Another prior art approach attempts to capitalize on the root reason for performing defibrillator arrhythmia analysis; i.e., to determine if insufficient cardiac output is present to warrant countershock therapy. See, e.g., Johnson, et al., “The transthoracic impedance cardiogram is a potential haemodynamic sensor for an automated external defibrillator,” Eur Heart J, 19:1879–1888, 1998 (hereinafter “Johnson”). The Johnson approach uses the impedance cardiogram as a hemodynamic sensor for AEDs. However, their approach is flawed in that, inter alia, it fails to consider or account for the effects of electrode configuration on the electric field distributions and hence the resolution of significant ICG waveform features. Specifically, the Johnson apparatus utilizes a single electrode configuration, which significantly decreases B and X point resolution. B and X point resolution were further degraded by ensemble averaging of dZ/dt, with respect to the R point.
Further, Johnson employs manually selected beats and dZ/dt features, which is at best cumbersome. Also, the dZ/dt features chosen in Johnson to classify shockable rhythms are based on the C point amplitude, dZ/dtMAX. This method is less than optimal, since C point amplitude has been demonstrated to be highly variable on a beat basis in both normal and cardiac subjects, due to respiration-synchronous fluctuations and other physiological factors. For example, in congestive heart failure (CHF) patients, standard deviations of greater than 100% have been demonstrated by the Assignee hereof. Thus, C point-related features are prone to significantly more physiologic variability than those associated with the B and X points. With such C point-related features, only 80% of the nonshockable rhythms (20/25) could be classified, well below the AHA recommendation of 95% specificity. Hence, under the prior art approach of Johnson (and others), a significant number of patients not requiring shocking are erroneously shocked or not shocked due to misclassification and related inaccuracies.

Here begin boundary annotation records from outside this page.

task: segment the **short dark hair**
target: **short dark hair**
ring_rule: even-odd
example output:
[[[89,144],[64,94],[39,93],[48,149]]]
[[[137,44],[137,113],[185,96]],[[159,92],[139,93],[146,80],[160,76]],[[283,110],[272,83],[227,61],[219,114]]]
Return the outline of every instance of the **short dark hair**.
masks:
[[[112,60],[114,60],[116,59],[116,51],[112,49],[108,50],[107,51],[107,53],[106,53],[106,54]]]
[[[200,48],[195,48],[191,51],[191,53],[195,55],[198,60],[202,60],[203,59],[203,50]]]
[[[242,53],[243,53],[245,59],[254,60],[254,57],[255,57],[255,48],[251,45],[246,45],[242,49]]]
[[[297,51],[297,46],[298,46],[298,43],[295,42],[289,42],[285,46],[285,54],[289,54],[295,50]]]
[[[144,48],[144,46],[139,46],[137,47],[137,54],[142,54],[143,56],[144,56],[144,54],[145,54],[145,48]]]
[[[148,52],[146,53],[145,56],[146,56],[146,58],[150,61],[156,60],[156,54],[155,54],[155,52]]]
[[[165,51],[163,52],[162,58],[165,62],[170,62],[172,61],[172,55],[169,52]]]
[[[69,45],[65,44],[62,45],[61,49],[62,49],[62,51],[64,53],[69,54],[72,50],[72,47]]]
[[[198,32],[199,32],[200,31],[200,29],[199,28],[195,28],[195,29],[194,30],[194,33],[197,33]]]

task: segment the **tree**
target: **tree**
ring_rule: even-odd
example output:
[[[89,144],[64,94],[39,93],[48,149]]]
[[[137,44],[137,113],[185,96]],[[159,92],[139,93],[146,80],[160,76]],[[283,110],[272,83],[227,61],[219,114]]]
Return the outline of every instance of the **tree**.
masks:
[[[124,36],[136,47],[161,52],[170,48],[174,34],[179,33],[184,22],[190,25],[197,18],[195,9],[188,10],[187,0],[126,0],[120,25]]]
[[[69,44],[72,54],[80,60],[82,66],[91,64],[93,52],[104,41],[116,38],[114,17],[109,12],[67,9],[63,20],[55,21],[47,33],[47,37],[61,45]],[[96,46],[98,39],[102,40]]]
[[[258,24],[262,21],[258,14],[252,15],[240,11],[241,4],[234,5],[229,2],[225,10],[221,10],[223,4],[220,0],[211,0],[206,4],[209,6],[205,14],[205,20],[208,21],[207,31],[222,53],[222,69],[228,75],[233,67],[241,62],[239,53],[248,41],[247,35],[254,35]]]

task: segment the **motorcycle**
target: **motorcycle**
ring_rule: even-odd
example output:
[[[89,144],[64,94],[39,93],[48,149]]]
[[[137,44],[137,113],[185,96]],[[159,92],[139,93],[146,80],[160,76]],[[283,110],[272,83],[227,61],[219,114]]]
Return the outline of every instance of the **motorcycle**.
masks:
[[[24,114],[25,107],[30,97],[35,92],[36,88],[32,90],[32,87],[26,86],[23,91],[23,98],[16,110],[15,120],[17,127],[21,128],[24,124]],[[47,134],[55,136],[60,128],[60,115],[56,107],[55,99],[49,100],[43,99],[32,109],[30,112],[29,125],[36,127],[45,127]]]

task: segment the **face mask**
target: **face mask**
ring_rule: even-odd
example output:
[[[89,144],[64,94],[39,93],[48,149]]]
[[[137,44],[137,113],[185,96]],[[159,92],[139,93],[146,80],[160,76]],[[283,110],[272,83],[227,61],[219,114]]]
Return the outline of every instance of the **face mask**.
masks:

Erroneous shocks can lead to severe burns, while failure to shock during fibrillation leads to death.
Based on the foregoing, there is a need for an improved apparatus and method for determining the need for, and applying, defibrillating current to a subject. Such improved apparatus and method ideally would provide the user with an accurate advisory of the need for shock, and be capable of automatic application of the shock when needed without further user intervention if so selected. This capability would permit users of literally any skill and training level to accurately and properly treat subjects displaying a variety of different cardiac conditions, such treatment including discrimination of those situations where shock is or is not required.